A storage cluster is born

It is time to add space to our VMware cluster for storage of VMs for our customers.

We started initially using Compellent SAN storage. Worked well, had a lot of space, but the performance was not what I was looking for (it is all SATA based), using F/C is far more complicated than we need for this project, and just plain expensive to upgrade (adding a shelf of 16 450GB SAS disks is more expensive than the solution presented here).

Spin forward a few months, I took one of our older NetApp FAS270c systems and ripped out the 73GB 10K disks, went to eBay and purchased 2 shelves of 300GB 10K F/C disks and after an afternoon of shuffling we had ourselves a cluster for storage. Performance is absolutely great (and predictable). Expanding it? Expensive, just like the Compellent, and I also wanted to investigate some of the new things that can be done with storage, like inline (and synchronous) compression and data deduplication.

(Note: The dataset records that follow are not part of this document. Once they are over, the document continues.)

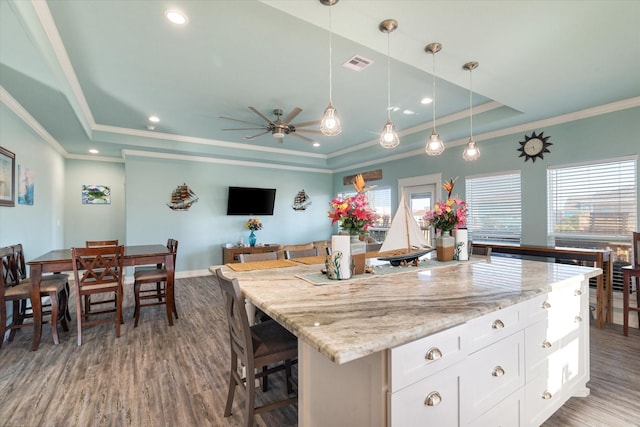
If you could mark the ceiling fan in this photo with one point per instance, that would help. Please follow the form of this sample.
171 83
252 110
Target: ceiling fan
278 127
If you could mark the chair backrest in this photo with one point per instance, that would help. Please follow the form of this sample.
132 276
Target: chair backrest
100 243
237 319
264 256
300 253
20 264
99 266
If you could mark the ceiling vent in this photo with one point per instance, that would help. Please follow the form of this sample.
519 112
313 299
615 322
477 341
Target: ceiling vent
357 63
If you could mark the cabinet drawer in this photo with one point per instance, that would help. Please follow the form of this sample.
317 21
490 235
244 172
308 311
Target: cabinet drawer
504 414
418 359
492 327
491 375
432 401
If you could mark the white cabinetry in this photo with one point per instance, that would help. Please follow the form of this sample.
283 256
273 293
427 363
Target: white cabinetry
511 367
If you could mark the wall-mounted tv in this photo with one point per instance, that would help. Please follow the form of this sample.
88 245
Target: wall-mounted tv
251 201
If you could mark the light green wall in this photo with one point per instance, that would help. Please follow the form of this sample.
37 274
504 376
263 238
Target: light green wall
93 222
607 136
39 227
204 228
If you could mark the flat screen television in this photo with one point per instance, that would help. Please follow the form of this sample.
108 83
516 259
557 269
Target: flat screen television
251 201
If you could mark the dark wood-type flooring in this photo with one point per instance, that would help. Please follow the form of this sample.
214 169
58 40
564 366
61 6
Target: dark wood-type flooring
155 375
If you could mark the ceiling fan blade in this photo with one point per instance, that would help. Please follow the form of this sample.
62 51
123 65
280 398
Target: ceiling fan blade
260 128
241 121
292 115
255 136
301 137
268 120
311 123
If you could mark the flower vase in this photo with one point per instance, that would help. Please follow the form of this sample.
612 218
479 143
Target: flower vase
358 250
445 246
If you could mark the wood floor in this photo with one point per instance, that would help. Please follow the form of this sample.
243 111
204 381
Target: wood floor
155 375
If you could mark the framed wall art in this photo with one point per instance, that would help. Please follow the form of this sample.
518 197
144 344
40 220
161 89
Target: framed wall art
7 177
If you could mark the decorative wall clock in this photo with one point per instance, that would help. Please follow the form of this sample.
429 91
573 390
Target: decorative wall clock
534 146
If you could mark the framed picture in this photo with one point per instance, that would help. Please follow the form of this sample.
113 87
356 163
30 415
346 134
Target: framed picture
7 177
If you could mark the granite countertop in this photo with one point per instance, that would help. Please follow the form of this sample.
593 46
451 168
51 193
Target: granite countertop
346 320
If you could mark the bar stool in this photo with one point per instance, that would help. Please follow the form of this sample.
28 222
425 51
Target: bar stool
631 276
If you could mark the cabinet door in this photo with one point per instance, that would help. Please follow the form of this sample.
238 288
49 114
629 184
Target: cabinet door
432 401
490 375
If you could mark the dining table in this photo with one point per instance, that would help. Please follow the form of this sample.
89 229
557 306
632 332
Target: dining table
59 260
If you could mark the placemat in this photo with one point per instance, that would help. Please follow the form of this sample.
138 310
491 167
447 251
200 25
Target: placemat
261 265
383 270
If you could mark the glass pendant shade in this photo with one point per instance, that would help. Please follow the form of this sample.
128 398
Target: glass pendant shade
471 152
389 137
330 124
435 146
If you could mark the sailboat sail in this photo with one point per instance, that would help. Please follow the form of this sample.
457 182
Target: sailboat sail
404 233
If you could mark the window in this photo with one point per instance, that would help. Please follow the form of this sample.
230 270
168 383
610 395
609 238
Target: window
594 206
494 208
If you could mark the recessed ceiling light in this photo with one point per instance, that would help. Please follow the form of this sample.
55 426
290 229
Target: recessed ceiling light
176 16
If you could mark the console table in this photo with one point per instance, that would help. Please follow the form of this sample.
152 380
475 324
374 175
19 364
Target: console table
230 255
601 259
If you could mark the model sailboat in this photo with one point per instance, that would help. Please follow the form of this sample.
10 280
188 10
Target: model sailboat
405 241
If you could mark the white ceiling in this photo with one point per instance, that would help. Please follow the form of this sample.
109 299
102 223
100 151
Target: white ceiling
90 72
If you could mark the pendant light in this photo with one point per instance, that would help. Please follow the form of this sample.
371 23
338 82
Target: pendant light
471 152
389 137
330 124
434 146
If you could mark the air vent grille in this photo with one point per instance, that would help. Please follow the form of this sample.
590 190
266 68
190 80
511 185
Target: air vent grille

History lesson: Years and years ago I did a lot with Solaris and I have kept my feet wet playing with OpenSolaris and ZFS. I won’t bore you with the great details of why ZFS is the shit (links at the bottom of the post) or why Solaris needs to live on forever (because no one can thread at the kernel level like Solaris), but I will tell you that using Solaris (or OpenSolaris) with ZFS is a combination that is very tough to beat. So last year I used the Sun Try-and-Buy program to test out a 7110 and I absolutely loved the interface, and the price drop that occurred while I had it! But someone within Sun decided that no, as a TaB customer the new pricing is not available. I was floored by this. I shipped back the 7110, and anyway, I really wanted a cluster, not a single head, single JBOD enclosure.

In the end I wanted a cluster!

That’s 2 heads, automatic failover, etherchannel/trunk/IPMP/LACP oh hell, I just wanted multiple ethernets bound together if possible, basic reporting (I can SNMP for the real stuff), and finally, a price tag that I can feel good about for storage of our customer data.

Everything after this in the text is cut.